RedEyes Hacking Group (aka APT37), a threat group known for its cyber espionage activities, has recently adopted a new tactic in its efforts to collect intelligence from targeted individuals.
This group is now using a sophisticated malware called “M2RAT,” which is specifically designed to evade detection by security software
M2RAT Malware :
The AhnLab Security Emergency Response Center (ASEC) just released a report showing how the RedEyes group is now using a new malware variant called “M2RAT” for their activities. This virus uses a shared memory segment to issue commands and extract data, leaving little residue on infected devices.
The attached file, when opened, directly exploits a known security vulnerability CVE-2017-8291 of the popular Hangul Office software found in South Korea. This exploit causes shellcode to run on the victim’s computer, which will then download and execute malicious code embedded in a JPEG image.
The M2RAT backdoor acts as a remote access trojan, recording user keystrokes, intercepting confidential data, executing commands on the system and capturing screenshots from the desktop.

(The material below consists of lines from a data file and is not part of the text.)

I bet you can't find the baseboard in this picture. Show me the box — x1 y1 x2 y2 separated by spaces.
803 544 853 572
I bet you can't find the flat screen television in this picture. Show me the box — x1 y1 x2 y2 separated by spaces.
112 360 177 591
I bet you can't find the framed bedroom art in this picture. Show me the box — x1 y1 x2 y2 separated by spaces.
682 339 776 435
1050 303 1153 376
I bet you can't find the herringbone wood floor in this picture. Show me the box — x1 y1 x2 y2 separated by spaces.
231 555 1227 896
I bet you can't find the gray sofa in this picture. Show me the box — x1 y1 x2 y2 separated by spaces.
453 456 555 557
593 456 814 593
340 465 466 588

The malware supports the following commands, which collect information from the infected device and then send it back to the C2 server for the attackers to review.
Upon detection of a portable device, a scan will be performed to identify any documents and voice recordings contained on the device. If it detects any file, it copies the detected files and later exfiltrates them to a server controlled by the attacker.
The most recent attacks that ASEC has noticed began in January 2023. It occurs when a hacking organization sends its intended victims phishing emails with malware attachments. An outdated EPS vulnerability is exploited as a result of the attachment (CVE-2017-8291). It is the widely popular South Korean Hangul word processor. The victim’s machine will execute the shell code as a result of the vulnerability.